Witnessing an unprecedented carnage unfolding before their eyes,  many western reporters sucumbed to their emotions and failed to conceal their pain, shock and outrage in their daily reports. A CNN reporter, Diana Magnay, who showed Israelis cheering joyfully over a hill as they watched massive bombs incinerating civilian neighbourhood in Gaza, was removed from Gaza and assigned to Moscow, for calling those Israelis, who apparently threatened her and her crew, on her Twitter account “Scum.”

In a conversation with the Huffington Post’s founder and chief editor, Arianna Huffington, at the Four Seasons Hotel in Los Angeles, she said: “we cannot pretend that journalists are just robots, who are going to these areas and are not personally affected and of course the remaining objective and being able to do fact based reporting is essential, but it doesn’t mean that you can’t empathise with the suffering that you see around you.”

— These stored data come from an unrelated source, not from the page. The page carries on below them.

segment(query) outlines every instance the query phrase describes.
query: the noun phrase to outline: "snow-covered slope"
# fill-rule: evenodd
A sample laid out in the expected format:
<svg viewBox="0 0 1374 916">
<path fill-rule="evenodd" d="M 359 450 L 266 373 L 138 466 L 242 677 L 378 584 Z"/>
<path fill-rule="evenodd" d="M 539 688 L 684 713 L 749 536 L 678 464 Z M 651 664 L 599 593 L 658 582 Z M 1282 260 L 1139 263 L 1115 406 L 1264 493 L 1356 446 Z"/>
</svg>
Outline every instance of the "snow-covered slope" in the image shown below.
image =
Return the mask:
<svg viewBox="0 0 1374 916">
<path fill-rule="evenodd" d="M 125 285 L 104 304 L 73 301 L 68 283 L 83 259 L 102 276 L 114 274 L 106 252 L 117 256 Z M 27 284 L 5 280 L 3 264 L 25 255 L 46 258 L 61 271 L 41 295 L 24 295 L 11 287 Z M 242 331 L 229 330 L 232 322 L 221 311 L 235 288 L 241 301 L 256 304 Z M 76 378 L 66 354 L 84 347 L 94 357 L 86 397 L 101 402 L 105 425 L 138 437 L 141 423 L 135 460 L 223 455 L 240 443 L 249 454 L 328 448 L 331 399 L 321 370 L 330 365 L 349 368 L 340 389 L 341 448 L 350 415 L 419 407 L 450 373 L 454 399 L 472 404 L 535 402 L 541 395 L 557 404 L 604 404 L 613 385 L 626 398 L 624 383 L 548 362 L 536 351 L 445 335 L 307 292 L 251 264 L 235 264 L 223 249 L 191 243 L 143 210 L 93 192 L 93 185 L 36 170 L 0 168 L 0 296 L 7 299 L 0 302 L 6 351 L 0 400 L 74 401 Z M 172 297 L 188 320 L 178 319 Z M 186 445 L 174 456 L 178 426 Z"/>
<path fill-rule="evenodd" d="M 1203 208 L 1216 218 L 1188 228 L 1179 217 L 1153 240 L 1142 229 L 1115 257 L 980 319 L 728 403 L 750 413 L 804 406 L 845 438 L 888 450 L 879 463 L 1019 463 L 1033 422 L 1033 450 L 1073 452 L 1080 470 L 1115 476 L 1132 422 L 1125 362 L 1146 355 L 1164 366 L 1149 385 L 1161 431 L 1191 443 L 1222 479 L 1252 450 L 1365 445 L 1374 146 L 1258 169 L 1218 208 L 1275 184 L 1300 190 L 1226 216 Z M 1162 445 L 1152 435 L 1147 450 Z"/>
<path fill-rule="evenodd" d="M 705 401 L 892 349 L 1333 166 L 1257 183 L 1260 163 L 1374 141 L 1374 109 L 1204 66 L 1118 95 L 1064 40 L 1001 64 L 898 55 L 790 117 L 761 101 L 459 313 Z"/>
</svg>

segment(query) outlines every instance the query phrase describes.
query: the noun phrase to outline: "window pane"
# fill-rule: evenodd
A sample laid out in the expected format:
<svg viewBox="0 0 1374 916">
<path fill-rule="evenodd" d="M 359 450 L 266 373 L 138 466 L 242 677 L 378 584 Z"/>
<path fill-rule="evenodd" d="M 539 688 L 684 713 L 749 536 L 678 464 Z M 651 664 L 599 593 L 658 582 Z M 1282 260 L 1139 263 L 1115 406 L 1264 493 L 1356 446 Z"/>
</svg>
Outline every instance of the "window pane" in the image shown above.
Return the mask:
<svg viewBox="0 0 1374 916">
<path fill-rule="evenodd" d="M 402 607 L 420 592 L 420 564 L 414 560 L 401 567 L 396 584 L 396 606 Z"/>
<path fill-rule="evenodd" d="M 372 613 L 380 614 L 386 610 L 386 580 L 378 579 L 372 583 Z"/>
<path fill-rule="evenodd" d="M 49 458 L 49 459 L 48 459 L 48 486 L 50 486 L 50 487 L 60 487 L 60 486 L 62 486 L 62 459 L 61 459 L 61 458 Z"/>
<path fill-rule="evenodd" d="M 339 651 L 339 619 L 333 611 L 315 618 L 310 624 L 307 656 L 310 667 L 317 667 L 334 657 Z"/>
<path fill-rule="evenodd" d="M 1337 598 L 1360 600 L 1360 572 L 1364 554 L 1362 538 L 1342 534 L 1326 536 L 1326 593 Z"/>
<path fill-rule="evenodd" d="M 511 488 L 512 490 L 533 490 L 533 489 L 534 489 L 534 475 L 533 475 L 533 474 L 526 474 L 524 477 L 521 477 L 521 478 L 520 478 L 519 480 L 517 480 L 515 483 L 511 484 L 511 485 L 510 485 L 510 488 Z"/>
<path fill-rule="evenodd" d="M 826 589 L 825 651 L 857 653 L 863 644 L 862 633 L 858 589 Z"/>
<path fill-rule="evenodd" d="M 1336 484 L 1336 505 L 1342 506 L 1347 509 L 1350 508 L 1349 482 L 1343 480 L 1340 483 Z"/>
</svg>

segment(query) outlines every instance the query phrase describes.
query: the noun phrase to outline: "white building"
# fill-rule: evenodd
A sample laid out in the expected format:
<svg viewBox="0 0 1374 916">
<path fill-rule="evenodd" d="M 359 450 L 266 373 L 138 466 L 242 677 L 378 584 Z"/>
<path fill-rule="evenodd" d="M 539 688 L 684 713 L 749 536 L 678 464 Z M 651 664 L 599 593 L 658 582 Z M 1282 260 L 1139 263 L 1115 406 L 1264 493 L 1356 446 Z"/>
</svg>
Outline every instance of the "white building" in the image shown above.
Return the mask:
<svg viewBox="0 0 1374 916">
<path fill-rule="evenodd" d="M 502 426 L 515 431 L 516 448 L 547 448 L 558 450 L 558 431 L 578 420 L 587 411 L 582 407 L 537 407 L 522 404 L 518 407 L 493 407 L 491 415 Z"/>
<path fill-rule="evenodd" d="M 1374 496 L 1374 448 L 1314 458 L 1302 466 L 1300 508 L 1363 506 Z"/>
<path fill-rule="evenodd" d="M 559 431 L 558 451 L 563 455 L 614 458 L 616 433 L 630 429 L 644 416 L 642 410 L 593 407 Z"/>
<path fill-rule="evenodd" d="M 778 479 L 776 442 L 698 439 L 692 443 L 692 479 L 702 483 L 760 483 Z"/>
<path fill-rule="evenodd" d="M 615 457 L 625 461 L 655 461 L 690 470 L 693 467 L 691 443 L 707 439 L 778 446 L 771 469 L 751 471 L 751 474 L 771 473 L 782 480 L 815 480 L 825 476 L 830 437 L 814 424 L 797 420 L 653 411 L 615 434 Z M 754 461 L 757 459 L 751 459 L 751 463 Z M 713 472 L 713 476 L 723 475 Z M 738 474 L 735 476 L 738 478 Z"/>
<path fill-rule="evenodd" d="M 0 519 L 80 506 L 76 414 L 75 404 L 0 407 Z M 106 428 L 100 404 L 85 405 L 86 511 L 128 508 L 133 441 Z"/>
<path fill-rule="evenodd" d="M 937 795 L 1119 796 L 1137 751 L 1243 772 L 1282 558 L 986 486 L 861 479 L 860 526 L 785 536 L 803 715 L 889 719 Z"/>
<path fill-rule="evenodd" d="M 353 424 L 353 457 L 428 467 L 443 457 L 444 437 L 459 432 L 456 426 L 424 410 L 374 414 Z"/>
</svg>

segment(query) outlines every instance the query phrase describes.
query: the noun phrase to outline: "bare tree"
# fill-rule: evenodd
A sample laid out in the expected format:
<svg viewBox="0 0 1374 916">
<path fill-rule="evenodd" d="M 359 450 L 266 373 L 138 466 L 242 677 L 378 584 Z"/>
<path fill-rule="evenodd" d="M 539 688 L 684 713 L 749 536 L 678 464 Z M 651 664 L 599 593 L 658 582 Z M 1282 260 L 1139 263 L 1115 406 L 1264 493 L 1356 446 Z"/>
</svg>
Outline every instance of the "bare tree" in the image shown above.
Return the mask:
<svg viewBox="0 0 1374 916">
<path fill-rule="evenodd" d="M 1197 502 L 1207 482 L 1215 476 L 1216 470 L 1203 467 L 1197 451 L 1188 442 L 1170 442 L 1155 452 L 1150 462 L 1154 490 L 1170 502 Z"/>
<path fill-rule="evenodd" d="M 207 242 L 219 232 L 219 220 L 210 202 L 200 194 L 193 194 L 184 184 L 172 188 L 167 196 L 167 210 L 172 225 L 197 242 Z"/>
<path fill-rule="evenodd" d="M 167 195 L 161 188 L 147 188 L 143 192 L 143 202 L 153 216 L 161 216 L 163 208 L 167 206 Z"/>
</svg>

Seeing veteran reporters like Channel 4’s Jon Snow, making an emotional appeal to the world on his news programme to help the people of Gaza and stop the killing of children or Al Jazeera’s reporter breaking down in tears in front of the camera is, according to Huffington, understandable.

“With so many civilians dying it’s incredibly emotional and it’s very hard to be in the middle of this conflict and not to be affected by what you see and what is happening,” she says.

Often featured on the most powerful women lists, The Greek-American author founded the independent news website The Huffington Post in 2005. By July 2012, the website was ranked #1 on the 15 Most Popular Political Sites list by eBizMBA Rank and recently has surpassed the New York Times in the number of online readers.

Three years ago, the website was acquired by AOL for $315 million, but Huffington, who remains editor-in-chief insists that the purchase hasn’t impinge on its independence. “We call our reporting beyond left and right,” she enthuses. “Because the truth is that when you look at what the world is mostly dealing with now, you cannot divide these issues into left/right issues.”

Indeed, in addition to employing 800 journalists, reporters, editors and engineers, to gather news and do the traditional press work, Huffington Post has a large community of bloggers from all walks of life, who write for the website albeit without pay, which has attracted some criticism.

Huffington rejects the criticism, insisting that her goal is to give voice to tens of thousands of people without compromising facts or quality. “They blog because they want a large platform to distribute their ideas and often they cross paths but they are writing on their Facebook walls, or what they are writing on their own blogs and so often it’s getting just extra distribution because the Huffington Post has 95 million unique visitors across the world and in eleven countries and we are launching in India, the Middle East and Greece by the end of the year.”

Huffington Post’s balanced reporting hasn’t gone down well with some of Israel’s supporters in the US, who condemn every media outlet which dares astray from the Israeli government line as anti-semitic. The website has vehemently denied these accusations, and continues undeterred to present the Palestinian perspective next to the Israeli one.

Huffington won’t comment directly on the Israeli-Palestinian conflict, instead she calls for cultivating empathy and compassion. “We need generally, whether we are journalists or not, to approach life beyond the first two metrics of success, money and power, to include the third metric, that connects us to fellow human beings and that falls into empathy and compassion when we see the kind of suffering that’s been described in the news,” she says.

Problem is that I often hear people in the media and film business saying that they are too wary of expressing their empathy and compassion openly with the suffering in Gaza, lest they lose their jobs and power.